Par ailleurs, une personne publique ne peut apporter de modifications substantielles aux documents de la consultation qu’à condition d’en informer l’ensemble des candidats dans le respect des principes d’égalité et de transparence, en publiant un avis rectificatif et en leur laissant un délai suffisant pour adapter leur offre, aucune modification ne pouvant intervenir après la date limite de remise des offres.

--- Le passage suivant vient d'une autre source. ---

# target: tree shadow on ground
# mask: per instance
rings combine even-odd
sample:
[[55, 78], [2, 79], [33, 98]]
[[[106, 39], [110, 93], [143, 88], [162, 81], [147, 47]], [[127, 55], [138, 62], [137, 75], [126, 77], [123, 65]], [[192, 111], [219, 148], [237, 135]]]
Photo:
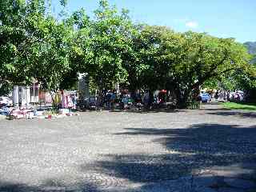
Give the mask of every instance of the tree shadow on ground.
[[[198, 124], [186, 129], [128, 128], [116, 135], [154, 135], [166, 153], [110, 154], [94, 170], [150, 184], [197, 174], [213, 166], [256, 162], [256, 127]], [[82, 169], [85, 167], [81, 166]]]
[[207, 113], [208, 114], [214, 114], [214, 115], [221, 115], [221, 116], [237, 116], [239, 118], [256, 118], [256, 112], [249, 112], [249, 111], [215, 111]]
[[1, 192], [100, 192], [97, 185], [83, 182], [74, 185], [63, 184], [56, 179], [47, 179], [40, 186], [0, 181]]

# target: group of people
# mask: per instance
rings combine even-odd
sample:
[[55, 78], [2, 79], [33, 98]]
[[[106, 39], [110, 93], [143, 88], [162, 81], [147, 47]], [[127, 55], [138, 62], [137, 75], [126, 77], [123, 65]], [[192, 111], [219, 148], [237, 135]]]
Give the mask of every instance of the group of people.
[[165, 91], [158, 91], [150, 97], [149, 91], [137, 90], [130, 92], [125, 89], [118, 92], [116, 90], [98, 91], [95, 97], [90, 99], [90, 105], [97, 108], [113, 110], [116, 108], [128, 110], [135, 108], [141, 110], [142, 106], [159, 104], [166, 101]]

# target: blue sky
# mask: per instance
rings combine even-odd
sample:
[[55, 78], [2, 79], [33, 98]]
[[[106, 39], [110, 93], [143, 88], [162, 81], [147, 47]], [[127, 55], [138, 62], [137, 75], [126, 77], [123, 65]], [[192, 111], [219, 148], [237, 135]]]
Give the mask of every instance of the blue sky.
[[[256, 0], [109, 0], [130, 10], [136, 22], [168, 26], [175, 31], [206, 32], [238, 42], [256, 42]], [[69, 0], [72, 12], [83, 7], [89, 15], [95, 0]], [[58, 8], [56, 7], [56, 10]]]

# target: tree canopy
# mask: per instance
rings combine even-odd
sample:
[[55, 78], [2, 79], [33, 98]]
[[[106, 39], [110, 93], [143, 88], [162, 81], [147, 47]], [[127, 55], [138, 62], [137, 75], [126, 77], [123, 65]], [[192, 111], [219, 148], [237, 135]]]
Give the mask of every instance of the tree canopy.
[[93, 18], [83, 9], [61, 19], [50, 10], [50, 1], [0, 2], [1, 87], [37, 80], [55, 91], [72, 87], [78, 73], [86, 73], [98, 89], [116, 83], [131, 91], [166, 89], [182, 106], [216, 79], [255, 84], [251, 56], [234, 38], [137, 24], [106, 0], [99, 1]]

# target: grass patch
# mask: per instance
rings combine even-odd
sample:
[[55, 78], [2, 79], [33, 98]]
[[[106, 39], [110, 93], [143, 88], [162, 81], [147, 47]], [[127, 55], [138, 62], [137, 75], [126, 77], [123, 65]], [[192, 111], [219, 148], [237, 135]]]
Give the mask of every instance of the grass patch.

En l’espèce, il ressort des pièces du dossier que les documents de la consultation imposaient aux candidats de proposer des produits à faible empreinte carbone et de renseigner une analyse du cycle de vie, sans exiger de manière claire et non équivoque la production de fiches de déclaration environnementale et sanitaire ou de justificatifs déterminés sous peine d’irrégularité ; dès lors, le pouvoir adjudicateur ne pouvait reprocher au candidat l’absence de tels documents ni considérer comme une modification substantielle les précisions apportées ultérieurement sur des certificats ou modalités d’approvisionnement, de sorte que l’offre a été à tort écartée comme irrégulière.
En outre, après la date limite de remise des offres, le pouvoir adjudicateur a demandé aux candidats de modifier certaines lignes du bordereau des prix unitaires afin de corriger une incohérence, ce qui a conduit à une modification significative des prix proposés ;
Une telle intervention, non accompagnée d’un avis rectificatif ni d’un nouveau délai, constitue une modification substantielle des conditions de la mise en concurrence intervenue tardivement, en méconnaissance des principes d’égalité de traitement et de transparence, justifiant l’annulation de la procédure de passation.